Pug Actually

Home > Other > Pug Actually > Page 18
Pug Actually Page 18

by Matt Dunn


  I snort accordingly, just as the doorbell rings again, and this time I smell Tom.

  “Nice hat!” Tom says as Priya lets him in, and I go appropriately mental, doing my best to show Julie how much I like Tom despite the torture he’s just put me through at Barkrun. I even run off and fetch my favorite soft toy to show him—something I’ve never done with Luke—and Tom then embarks on a tug-of-war with me over the toy, an endeavor he’s never going to win. Julie’s dad and Tom greet each other warmly—obviously there are no hard feelings after Dot’s barbecue the other day, or over the obvious fact that Julie’s dad’s been shagging Tom’s mum (Julie’s words to Priya, and that no one else hears except me). Then Tom hands Julie a bottle of something for me that makes Julie’s dad frown.

  “Dog beer?” he says.

  Tom nods. “Well, seeing as it’s Doug’s birthday. He is over eighteen, after all.”

  Julie laughs. “Almost double!”

  “Great!” Tom grins, then lowers his voice. “It’s not actual beer. In that there’s no alcohol in it.”

  “Bit like that stuff Julie made me drink when I had that health scare last year,” says Julie’s dad, and everyone laughs, though at the time it wasn’t funny at all. Ambulances are frighteningly noisy, and I’d never seen Julie that worried before.

  “It’s actually more of a health drink. Packed with vitamins. But we can pretend.”

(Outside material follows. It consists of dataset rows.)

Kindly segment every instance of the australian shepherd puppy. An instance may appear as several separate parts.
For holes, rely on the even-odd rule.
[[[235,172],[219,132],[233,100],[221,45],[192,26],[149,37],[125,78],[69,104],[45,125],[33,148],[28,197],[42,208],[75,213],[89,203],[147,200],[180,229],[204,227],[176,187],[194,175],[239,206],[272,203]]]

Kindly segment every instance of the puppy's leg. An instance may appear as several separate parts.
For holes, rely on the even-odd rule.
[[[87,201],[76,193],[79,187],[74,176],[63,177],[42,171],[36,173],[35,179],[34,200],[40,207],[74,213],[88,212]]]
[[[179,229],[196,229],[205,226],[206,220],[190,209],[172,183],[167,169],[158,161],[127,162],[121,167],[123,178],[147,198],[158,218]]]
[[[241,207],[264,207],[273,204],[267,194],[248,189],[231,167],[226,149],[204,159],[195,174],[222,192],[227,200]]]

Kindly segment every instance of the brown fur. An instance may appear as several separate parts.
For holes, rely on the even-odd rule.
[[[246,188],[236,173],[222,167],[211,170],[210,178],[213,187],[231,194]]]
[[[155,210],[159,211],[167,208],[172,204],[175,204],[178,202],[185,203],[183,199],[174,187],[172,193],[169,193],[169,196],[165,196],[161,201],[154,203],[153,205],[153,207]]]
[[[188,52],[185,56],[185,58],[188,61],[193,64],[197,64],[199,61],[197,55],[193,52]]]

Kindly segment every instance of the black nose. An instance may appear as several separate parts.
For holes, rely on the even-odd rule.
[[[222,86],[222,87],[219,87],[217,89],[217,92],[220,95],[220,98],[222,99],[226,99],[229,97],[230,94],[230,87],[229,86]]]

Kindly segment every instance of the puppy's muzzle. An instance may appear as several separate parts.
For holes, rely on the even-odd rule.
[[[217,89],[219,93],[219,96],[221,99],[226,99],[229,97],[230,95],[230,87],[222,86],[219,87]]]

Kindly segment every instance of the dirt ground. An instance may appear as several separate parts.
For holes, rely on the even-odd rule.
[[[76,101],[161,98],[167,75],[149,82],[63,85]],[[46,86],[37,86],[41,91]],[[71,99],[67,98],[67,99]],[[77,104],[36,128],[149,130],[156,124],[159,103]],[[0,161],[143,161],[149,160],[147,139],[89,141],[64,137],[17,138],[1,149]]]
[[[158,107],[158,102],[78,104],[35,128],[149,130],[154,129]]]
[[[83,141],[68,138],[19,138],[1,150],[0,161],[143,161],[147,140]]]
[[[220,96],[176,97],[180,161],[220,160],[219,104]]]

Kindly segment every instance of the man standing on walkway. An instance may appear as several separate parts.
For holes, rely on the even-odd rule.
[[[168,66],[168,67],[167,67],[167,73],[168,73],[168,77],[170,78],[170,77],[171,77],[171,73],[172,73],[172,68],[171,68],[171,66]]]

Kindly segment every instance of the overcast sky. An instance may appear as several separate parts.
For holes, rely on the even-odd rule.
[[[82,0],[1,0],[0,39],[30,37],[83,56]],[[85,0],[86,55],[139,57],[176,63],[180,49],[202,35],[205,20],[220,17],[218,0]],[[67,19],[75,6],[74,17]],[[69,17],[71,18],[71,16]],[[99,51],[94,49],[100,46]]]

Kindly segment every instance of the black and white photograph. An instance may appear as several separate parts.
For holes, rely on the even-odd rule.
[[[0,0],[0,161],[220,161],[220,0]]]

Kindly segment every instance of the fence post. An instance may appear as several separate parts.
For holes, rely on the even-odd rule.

  “Maybe I ought to drink it,” says Julie’s dad, and everyone laughs again.

  “Speaking of drinking, would anyone care for a birthday beverage?” says Priya, putting a strange, posh voice on for those last two words. She’s holding a bottle of Cava that she’s just retrieved from the fridge, and that’s apparently “Champagne for people who aren’t label snobs,” according to Julie’s dad.

  “Sounds good,” says Tom, though Julie’s dad makes a face, which makes me wonder if he is a label snob until, with an “I’ll stick with my usual,” he helps himself to a can of actual beer from the fridge.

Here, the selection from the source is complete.